JH – Prototype is getting near complete. There’s a bit on jank, where a process has to babysit the QCA snowflake and error cycle.
JH – Did some binning to try to get good or bad torsion profiles. But the logic had trouble separating the good from bad.
DM – Probably better to move quickly rather than worrying about miscategorizing a few cases. It seems inevitable that a really good binning system will require a lot of human review.
JH – I’ll send out a summary of what I’m finding now, and which molecules/parameters are good/bad
JH – Not sure how FB internals work. Is there preference toward matching minima? Is there an energy cutoff?
DM – Yes, but not sure about the specific details.
DM – Basically, matching minima is most important, followed by getting low barrier heights right, and making sure impassably large barriers remain impassable.

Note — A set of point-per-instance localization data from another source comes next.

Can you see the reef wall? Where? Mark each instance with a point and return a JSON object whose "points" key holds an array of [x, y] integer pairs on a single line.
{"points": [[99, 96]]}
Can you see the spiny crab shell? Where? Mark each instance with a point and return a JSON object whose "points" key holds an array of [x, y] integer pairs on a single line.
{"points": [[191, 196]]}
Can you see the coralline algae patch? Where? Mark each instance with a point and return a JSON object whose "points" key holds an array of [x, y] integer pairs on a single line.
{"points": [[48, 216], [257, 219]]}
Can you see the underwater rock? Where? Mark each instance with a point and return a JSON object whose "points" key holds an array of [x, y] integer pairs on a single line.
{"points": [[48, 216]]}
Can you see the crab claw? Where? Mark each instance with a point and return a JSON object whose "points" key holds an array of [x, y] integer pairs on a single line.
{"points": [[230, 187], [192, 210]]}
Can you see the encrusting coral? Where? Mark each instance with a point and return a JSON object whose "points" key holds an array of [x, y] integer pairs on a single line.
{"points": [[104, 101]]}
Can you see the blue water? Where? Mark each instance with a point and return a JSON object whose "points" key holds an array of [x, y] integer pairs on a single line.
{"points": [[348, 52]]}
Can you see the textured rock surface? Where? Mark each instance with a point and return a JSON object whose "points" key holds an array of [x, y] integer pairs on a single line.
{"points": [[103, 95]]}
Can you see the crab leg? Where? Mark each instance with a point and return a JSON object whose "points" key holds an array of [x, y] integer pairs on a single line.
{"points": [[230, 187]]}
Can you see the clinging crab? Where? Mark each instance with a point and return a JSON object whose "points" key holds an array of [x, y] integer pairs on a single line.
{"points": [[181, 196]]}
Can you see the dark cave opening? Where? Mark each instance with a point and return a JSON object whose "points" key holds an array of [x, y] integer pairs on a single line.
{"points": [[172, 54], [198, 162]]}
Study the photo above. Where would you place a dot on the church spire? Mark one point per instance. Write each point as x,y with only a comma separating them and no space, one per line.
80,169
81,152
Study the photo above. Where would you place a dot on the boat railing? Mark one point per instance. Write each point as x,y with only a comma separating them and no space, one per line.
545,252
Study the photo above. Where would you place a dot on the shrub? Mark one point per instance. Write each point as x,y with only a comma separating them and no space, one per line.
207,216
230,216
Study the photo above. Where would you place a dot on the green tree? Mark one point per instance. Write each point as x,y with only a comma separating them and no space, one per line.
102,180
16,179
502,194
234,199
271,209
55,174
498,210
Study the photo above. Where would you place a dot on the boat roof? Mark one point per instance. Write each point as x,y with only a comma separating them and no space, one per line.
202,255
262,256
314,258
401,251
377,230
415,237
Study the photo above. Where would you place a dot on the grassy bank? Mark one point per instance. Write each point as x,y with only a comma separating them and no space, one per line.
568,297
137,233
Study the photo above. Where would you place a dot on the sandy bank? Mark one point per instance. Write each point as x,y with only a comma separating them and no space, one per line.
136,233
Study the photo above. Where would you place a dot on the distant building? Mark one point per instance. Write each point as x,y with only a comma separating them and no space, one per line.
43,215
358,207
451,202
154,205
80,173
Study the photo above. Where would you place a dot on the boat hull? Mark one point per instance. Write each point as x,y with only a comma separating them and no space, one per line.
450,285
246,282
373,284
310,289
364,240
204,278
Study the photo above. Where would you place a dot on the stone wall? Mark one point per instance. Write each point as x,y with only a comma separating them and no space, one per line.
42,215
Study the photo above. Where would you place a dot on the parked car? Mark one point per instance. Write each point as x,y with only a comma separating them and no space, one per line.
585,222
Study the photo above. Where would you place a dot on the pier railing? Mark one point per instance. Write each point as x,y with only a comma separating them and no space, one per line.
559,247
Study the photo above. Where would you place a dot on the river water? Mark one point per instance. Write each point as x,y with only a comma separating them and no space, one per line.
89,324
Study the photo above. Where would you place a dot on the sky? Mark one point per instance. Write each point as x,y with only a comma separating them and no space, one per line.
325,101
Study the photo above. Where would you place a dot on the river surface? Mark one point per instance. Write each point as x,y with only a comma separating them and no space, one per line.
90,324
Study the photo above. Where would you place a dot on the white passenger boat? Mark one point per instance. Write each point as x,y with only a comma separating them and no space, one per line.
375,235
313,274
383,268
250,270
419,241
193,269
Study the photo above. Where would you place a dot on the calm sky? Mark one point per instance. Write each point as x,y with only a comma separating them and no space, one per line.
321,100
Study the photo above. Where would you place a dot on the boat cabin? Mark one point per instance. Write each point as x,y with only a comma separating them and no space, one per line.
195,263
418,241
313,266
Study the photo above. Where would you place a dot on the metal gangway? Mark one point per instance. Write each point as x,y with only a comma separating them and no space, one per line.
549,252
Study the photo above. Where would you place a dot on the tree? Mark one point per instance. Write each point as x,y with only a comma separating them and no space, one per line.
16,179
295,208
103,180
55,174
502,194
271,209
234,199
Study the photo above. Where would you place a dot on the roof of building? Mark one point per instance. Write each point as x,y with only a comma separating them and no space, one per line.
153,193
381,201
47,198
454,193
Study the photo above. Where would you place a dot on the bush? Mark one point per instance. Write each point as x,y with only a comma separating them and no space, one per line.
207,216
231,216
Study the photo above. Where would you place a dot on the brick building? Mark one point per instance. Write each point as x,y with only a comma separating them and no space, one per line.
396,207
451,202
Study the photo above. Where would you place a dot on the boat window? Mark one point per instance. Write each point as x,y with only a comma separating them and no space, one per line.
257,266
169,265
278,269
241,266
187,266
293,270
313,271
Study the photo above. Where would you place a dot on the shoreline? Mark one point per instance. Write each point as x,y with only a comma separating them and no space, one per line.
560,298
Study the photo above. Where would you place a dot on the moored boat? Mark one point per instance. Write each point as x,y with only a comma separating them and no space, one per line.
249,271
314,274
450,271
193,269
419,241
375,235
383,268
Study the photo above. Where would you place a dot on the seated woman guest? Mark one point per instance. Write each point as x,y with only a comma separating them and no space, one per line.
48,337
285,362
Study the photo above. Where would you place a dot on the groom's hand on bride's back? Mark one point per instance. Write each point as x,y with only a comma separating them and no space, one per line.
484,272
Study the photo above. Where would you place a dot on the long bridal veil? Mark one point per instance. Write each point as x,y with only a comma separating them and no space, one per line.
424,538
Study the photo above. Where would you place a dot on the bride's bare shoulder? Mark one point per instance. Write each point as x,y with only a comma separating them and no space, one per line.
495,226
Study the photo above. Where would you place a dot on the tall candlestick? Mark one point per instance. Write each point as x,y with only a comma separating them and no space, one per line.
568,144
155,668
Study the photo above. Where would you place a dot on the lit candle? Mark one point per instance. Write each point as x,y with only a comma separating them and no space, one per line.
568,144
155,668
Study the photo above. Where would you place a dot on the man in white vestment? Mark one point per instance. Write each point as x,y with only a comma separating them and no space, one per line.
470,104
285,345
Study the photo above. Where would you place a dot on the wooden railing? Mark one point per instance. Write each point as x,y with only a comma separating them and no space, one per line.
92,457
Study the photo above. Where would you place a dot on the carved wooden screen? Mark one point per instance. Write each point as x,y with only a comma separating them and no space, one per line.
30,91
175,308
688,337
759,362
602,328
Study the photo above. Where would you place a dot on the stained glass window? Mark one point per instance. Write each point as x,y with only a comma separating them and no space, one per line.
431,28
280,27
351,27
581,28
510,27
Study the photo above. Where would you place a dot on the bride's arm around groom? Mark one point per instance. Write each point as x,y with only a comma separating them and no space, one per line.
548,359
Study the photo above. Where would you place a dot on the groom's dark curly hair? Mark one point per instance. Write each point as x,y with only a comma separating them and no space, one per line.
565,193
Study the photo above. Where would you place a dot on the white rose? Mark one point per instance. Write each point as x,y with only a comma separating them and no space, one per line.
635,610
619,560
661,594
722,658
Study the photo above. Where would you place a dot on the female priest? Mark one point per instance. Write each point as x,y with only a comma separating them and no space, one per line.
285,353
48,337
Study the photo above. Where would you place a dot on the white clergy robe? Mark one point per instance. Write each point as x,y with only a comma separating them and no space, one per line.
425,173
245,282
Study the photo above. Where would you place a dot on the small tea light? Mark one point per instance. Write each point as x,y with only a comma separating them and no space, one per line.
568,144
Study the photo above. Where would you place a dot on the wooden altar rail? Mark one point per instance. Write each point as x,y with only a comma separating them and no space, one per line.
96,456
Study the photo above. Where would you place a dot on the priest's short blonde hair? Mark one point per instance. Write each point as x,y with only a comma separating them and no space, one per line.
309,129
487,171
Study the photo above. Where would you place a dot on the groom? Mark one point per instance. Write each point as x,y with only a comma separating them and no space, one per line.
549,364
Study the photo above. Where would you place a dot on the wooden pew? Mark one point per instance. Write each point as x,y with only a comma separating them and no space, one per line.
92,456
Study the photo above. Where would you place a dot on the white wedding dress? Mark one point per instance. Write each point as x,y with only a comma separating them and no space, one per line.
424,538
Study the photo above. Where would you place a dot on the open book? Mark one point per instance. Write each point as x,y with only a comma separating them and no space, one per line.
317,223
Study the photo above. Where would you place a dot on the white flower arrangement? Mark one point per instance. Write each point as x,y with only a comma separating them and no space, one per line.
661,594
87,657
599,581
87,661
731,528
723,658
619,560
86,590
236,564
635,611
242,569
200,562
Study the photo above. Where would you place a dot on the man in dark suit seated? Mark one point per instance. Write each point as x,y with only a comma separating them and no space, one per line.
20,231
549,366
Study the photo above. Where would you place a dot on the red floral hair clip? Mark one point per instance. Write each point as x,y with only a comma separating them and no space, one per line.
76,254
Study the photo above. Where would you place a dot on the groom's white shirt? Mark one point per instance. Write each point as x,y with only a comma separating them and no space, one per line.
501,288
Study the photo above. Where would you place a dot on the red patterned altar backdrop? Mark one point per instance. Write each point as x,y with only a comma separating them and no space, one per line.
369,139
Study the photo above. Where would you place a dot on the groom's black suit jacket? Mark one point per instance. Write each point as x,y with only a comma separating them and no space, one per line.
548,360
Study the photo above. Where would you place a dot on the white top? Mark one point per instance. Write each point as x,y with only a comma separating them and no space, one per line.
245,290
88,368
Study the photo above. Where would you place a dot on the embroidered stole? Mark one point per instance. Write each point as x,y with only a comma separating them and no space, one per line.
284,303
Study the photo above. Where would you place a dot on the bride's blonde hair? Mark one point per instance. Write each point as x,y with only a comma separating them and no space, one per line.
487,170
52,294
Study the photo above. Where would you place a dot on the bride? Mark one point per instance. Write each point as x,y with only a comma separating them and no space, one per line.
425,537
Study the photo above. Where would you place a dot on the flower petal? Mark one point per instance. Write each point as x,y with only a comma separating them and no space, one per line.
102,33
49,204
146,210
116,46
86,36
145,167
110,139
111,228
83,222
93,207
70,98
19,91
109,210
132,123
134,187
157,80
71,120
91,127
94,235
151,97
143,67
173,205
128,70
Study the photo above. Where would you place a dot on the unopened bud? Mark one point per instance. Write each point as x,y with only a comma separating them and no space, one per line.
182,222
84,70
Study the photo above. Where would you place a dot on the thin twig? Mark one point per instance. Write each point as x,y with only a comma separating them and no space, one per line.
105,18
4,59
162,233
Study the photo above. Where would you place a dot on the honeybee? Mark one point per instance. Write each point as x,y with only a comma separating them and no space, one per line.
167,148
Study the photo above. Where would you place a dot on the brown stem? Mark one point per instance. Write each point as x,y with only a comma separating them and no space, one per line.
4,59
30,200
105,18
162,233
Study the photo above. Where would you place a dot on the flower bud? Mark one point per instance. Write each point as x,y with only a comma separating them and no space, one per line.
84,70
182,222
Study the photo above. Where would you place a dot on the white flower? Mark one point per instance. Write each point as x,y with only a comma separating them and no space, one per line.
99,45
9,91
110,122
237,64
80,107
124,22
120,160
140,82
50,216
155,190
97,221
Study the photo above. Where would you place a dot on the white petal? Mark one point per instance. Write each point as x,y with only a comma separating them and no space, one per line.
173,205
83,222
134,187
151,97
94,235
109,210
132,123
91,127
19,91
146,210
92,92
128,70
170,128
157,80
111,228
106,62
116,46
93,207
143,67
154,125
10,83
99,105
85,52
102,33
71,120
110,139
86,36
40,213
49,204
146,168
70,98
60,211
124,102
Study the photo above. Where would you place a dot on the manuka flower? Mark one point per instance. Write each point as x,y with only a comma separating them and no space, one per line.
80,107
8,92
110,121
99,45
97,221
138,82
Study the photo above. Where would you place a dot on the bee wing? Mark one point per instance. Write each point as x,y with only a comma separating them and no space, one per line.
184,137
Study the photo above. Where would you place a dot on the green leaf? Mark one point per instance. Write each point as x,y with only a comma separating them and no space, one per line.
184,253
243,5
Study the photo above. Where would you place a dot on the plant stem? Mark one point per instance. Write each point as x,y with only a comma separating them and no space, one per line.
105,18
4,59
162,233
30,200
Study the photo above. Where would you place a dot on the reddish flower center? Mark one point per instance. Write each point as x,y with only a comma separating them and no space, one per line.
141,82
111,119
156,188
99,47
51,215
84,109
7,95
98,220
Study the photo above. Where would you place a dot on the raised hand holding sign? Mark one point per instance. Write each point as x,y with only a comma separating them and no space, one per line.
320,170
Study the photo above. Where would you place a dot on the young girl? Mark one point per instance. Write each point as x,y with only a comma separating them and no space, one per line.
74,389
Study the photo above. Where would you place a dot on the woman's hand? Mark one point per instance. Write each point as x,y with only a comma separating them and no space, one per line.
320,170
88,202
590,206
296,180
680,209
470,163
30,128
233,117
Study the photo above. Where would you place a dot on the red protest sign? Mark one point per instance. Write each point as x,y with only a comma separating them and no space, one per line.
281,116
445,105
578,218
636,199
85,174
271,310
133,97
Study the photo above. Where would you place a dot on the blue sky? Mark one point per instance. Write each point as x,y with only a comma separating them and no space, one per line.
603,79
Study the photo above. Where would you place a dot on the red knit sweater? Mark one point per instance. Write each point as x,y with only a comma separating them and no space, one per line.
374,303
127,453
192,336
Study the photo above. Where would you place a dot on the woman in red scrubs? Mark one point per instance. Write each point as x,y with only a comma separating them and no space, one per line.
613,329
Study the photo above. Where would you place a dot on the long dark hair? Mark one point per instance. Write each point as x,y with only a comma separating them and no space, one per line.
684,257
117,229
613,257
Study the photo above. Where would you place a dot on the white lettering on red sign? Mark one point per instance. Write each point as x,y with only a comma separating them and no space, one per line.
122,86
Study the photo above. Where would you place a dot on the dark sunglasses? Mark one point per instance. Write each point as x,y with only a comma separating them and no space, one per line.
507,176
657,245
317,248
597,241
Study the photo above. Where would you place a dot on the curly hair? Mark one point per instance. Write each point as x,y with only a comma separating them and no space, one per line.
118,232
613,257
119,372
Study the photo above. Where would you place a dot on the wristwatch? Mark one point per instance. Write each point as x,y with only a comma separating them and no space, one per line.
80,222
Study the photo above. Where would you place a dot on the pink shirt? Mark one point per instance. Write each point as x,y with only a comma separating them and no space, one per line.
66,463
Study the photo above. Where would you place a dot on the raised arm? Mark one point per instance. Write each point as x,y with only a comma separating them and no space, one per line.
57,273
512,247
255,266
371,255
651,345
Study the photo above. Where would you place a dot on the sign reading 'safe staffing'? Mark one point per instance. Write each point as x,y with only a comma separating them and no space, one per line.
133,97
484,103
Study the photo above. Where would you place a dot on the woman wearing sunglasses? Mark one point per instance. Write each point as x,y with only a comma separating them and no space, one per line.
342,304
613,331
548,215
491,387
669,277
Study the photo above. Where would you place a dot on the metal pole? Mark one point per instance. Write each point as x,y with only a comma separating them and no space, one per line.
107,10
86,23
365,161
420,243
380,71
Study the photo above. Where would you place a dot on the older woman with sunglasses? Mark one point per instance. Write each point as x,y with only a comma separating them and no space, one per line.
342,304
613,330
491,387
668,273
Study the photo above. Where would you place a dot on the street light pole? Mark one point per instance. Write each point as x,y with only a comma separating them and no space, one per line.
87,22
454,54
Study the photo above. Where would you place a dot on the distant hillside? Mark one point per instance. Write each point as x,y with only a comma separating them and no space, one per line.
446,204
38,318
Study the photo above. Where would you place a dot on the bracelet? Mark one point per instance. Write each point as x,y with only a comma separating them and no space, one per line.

JA – So barrier heights near kT are important, anything much higher is less important.
JA – Looking at these plots, the RMSD may be covering up some details, so it may be better to check out the maximum deviation for each molecule.
DM – When I look by eye, I largely want to see if the “shape is the same”. So if there’s a different number of peaks or minima, the I suspect that sterics are causing trouble. In those cases, we would want to avoid including those high-steric-energy structures in the torsion fitting.
JA – Some measure of curvature may be the best way to go here, and deconvoluting the energy contributions.
JH – Yes, I think that signed curvature is a useful metric here.
DM – What logic is applied to the curvature?
JH – Yes, we do al allclose comparison between the two arrays
DM – It may be good to downweight points based on extremely nonsmooth points in the MM energy landscape
JH – Concerned about waste and miscategorization close to the cutoff – Lots of good stuff could be thrown out near the barrier
JA – It’d be good to see the steric energies on the plots.
JW – We could list all possible directions and try to sort to find the ones with the highest returns first
DM – Point filter could be a generic “black box” function that we implement minimally now, and future refinements could just work on improving this box.
(General) – In bespoke workflow, could use a similar black box function to look at QM torsion scan and see if some poitns should be removed.
Bespoke workflow architecture
4 processes:
bespoke.py
ForceBalance
Archive manager
Archive worker manager
Archive worker(s)
ANI jobs take 30 seconds each
Conda environment should be consistent – Could put package up on omnia/label/rc
Chemper utility/future?
JW – Would we imagine using bespoke fits to all torsion drives followed by Chemper collapsing to make a FF?
DM – Two shortcomings of that would be 1) we don’t have complete coverage of chemical space and 2) we’d need to develop a metric of when two parameters are “close enough” to be merged.
JH – How should I evaluate whether bespoke fits are improving the models?
JH – Previously we did conformer energy ranking, coupled with high temperature MD.
DM – Could also optimize geometries that didn’t appear in scan and see if new minima are correctly ranked
DM – Binding free energies are the ultimate goal, but it’ll be hard to use that as a benchmark, and may be misleading. Could talk to JC or HBM to try putting bespoke fits in place of where they’ve used ANI or other FFs in their benchmarking.